KCWU
- Ellensburg, Washington; United States;
- Frequency: 88.1 (MHz)
- Branding: 88.1 The Burg

Programming
- Format: College radio

Ownership
- Owner: Central Washington University

History
- First air date: 1958 (as carrier current)
- Former call signs: KCAT
- Call sign meaning: Central Washington University

Technical information
- Licensing authority: FCC
- Class: A
- ERP: 430 watts
- HAAT: −92 meters (−302 ft)

Links
- Public license information: Public file; LMS;
- Website: www.881theburg.com

= KCWU =

KCWU (formerly KCAT), also known as 88.1 The 'Burg, is the college radio station for Central Washington University based out of Ellensburg, Washington. The history of The 'Burg starts back in 1958 when small broadcast facility, KCAT, started broadcasting on 880 AM. The 'Burg, now KCWU, has expanded its broadcast facility. It now broadcasts 430 watts effective radiated power at a frequency of 88.1 MHz.

The 'Burg offers a wide variety of programming, including new college alternative rock (that is reported to CMJ), talk radio, and specialty shows during the night hours that feature spotlights on specific genres (they have shows highlighting electronica, hip-hop, world music, local northwest music, blues, heavy metal, punk rock, classic rock, reggae, singer/songwriter music and many other unique subgenres of rock).

==History==
===KCAT (1958–1998)===
KCAT began transmitting on 880 AM in 1958 as a carrier current station. In 1962, The FCC granted the Central Washington College of Education Board of Trustees a non-commercial, educational FM broadcast license to operate KCWS, a 10-Watt FM Broadcast station. KCWS 91.5 FM signed on the air on April 29, broadcasting from the same building as KCAT 880 AM. Ten years later, Central Washington State College of Education lost its FM broadcast station. It was unpopular with most students due to its classical music and talk/documentary format . In 1973, KCAT AM broadcast facility moved to the Student Union Building, but it was destroyed in a fire in the Summer of 1976. In 1980, KCAT then switched from carrier current AM to and FM cable station, transmitting its signal through King Video Cable in Ellensburg. In April 1992, KCAT officially separated from the CWU Communications Department because of limited faculty and budget, and declining student interest in radio degrees. In March 1995, The CWU Service and Activities Fee Committee granted money to KCAT to once again facilitate the process of obtaining an FCC broadcast license.

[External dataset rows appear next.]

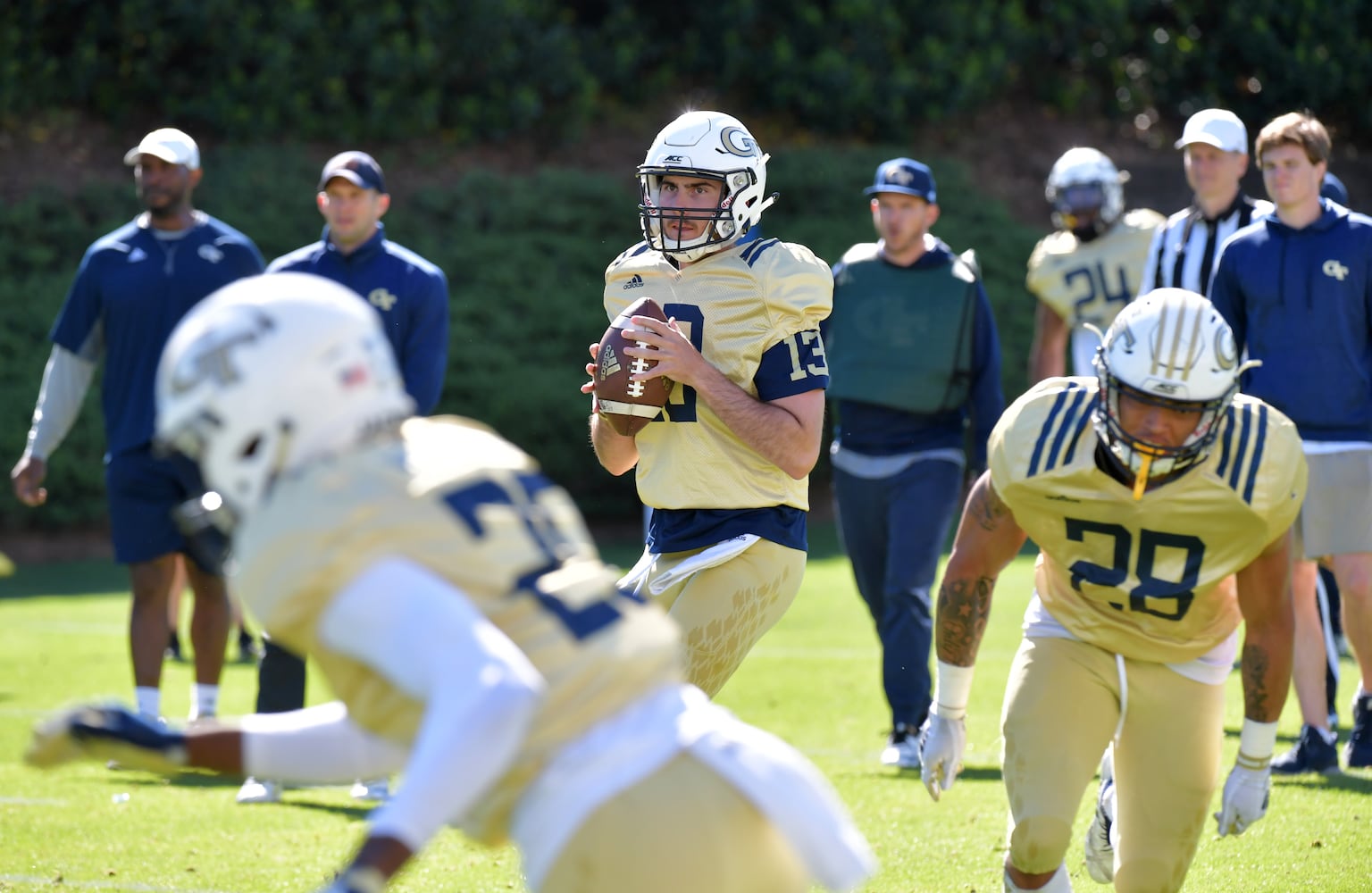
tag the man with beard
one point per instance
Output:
(133, 286)
(916, 381)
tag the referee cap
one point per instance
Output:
(172, 146)
(1218, 128)
(904, 176)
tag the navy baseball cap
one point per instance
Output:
(908, 177)
(357, 168)
(1333, 188)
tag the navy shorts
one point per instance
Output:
(143, 490)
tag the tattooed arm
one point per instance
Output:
(1265, 600)
(988, 538)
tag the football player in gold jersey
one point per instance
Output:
(1161, 502)
(724, 468)
(1090, 268)
(456, 604)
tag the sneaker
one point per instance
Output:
(1312, 754)
(1100, 847)
(375, 790)
(901, 747)
(254, 792)
(1359, 751)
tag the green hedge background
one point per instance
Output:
(511, 129)
(524, 254)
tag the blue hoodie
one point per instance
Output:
(1301, 302)
(409, 294)
(873, 430)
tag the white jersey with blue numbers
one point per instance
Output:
(460, 502)
(754, 312)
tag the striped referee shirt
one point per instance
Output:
(1184, 247)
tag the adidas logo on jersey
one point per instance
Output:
(609, 363)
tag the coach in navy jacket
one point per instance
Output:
(411, 296)
(1301, 302)
(409, 292)
(1297, 289)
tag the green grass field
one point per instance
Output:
(814, 680)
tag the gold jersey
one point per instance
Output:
(1150, 580)
(457, 499)
(754, 312)
(1091, 281)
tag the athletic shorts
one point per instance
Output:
(1336, 514)
(143, 490)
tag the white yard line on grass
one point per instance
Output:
(99, 885)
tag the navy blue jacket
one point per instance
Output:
(407, 291)
(1301, 302)
(874, 430)
(130, 292)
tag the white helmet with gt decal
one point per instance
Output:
(712, 146)
(1172, 348)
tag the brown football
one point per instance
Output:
(626, 404)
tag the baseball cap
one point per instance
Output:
(1216, 127)
(1333, 188)
(357, 168)
(172, 146)
(908, 177)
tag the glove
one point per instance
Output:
(106, 733)
(941, 742)
(1244, 798)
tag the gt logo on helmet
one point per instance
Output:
(739, 141)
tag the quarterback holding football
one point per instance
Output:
(724, 463)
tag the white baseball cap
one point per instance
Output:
(1218, 128)
(172, 146)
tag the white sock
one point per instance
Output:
(1058, 884)
(148, 701)
(205, 701)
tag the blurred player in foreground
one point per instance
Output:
(1161, 501)
(456, 604)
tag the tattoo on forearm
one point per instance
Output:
(964, 606)
(1256, 665)
(987, 509)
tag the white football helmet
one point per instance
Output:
(714, 146)
(1085, 191)
(1170, 347)
(273, 372)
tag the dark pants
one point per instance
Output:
(280, 680)
(893, 530)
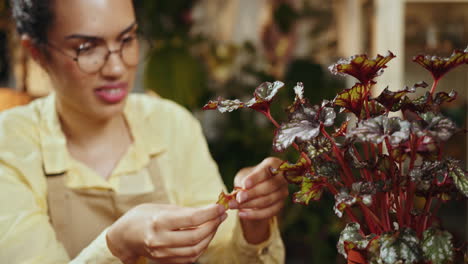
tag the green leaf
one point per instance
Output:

On July 1, 1995, KCAT became an officially recognized department under the CWU Division of Student Affairs. KCAT obtained its Construction Permit on March 3, 1998, to build a 500-Watt, non-commercial educational FM broadcast station at 88.1 MHz, with tower site located at 1300 North Pfenning Road in Ellensburg. Two months later, KCAT was given the call letters "KCWU" by the FCC, to use once it signs over the air. The call letters were changed because "KCAT" already existed in Pine Bluff, Arkansas.

===KCWU in the SUB (1998–2006)===
On September 19, 1998, KCWU-FM began 24/7 live operation, under the leadership of General Manager Chris Hull. The Burg's first remote broadcast aired April 30, 1999 at noon from the gazebo at 4th and Pearl in downtown Ellensburg.

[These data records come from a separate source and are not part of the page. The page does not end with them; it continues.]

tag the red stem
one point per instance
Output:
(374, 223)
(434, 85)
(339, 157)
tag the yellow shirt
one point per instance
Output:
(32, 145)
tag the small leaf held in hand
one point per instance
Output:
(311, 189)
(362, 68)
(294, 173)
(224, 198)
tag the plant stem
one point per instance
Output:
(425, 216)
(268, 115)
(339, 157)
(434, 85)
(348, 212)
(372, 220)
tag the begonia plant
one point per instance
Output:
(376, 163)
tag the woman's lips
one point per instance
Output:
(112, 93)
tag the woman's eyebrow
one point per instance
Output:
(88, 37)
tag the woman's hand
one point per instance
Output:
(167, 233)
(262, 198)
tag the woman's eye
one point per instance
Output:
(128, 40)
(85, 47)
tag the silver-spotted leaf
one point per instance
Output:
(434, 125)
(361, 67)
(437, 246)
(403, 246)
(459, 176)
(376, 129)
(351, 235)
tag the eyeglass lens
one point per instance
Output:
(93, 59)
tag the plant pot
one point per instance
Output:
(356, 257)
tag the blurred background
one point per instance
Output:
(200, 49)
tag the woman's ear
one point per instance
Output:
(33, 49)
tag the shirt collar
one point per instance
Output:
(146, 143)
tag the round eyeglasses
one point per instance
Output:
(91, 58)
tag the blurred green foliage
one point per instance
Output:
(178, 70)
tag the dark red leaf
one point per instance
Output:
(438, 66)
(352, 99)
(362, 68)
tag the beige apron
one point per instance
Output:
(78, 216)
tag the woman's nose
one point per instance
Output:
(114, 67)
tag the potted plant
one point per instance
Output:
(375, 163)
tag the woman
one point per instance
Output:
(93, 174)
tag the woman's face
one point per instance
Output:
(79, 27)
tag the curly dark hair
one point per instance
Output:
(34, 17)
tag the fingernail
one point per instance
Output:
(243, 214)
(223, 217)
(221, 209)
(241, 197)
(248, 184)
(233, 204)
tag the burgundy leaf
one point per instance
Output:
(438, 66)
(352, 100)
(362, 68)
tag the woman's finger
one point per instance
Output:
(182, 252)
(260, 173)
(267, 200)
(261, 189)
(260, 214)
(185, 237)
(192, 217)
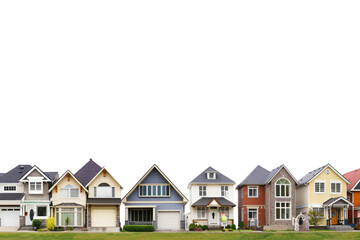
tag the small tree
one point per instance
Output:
(314, 218)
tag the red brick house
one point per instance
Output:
(267, 198)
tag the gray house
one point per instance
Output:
(155, 200)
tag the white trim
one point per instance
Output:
(60, 179)
(146, 174)
(99, 174)
(31, 170)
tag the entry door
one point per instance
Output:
(334, 216)
(213, 217)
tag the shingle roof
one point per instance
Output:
(87, 172)
(311, 175)
(220, 178)
(15, 174)
(11, 196)
(205, 201)
(256, 177)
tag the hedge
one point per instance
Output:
(139, 228)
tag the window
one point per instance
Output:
(41, 211)
(253, 192)
(201, 212)
(225, 210)
(319, 187)
(141, 215)
(282, 210)
(151, 190)
(319, 211)
(282, 188)
(202, 191)
(35, 188)
(69, 192)
(224, 191)
(335, 187)
(9, 188)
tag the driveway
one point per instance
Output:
(8, 229)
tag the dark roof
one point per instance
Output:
(15, 174)
(220, 178)
(51, 175)
(103, 201)
(256, 177)
(205, 201)
(338, 200)
(87, 172)
(11, 196)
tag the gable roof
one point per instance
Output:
(261, 176)
(72, 175)
(15, 174)
(38, 170)
(167, 179)
(313, 174)
(353, 177)
(87, 172)
(256, 177)
(205, 201)
(220, 178)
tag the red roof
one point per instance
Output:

In October 2001, The 'Burg began the Fireside Chat broadcast series, featuring (for the first time in the station's history) live broadcasts from the CWU President's home once every quarter. The broadcast occurs before a live studio audience of CWU students, and is designed as an intimate forum for them to discuss and address their concerns and issues to the President and the four University Vice Presidents in a very informative Q&A format. In the same month, then Promotion Director Kevin Tighe began "Rock Night with The 'Burg" now known as "Alley Ice with The 'Burg", was implemented as a live music and contest broadcast from the local Rodeo Bowl bowling alley every Wednesday night from 9pm to Midnight.

===KCWU in the SURC (2006–)===
On March 6, 2006, The Burg temporarily suspended live talent as they transitioned into their state-of-the-art facility in the new SUB/Recreation Facility. On August 3, 2006, KCWU-FM began audio transmission from its new broadcast studios in the SURC. They also adapted for live radio streaming from their website, broadcasting worldwide.

In March 2015, KCWU was named 2015 Best College Radio Station (With enrollment of 10,000 students or more) by the Intercollegiate Broadcasting System at their 75th annual College Media Conference, held in New York City.

In March 2022, KCWU was named 2022 Best College Radio station (With enrollment of 10,000 students or more) by the Intercollegiate Broadcasting System at their 82nd annual College Media Conference, held in New York City (virtually). This is the second time KCWU had won this award.

==Program funding==
The radio station is largely funded by fees paid by the Central Washington University student body and from local underwriting.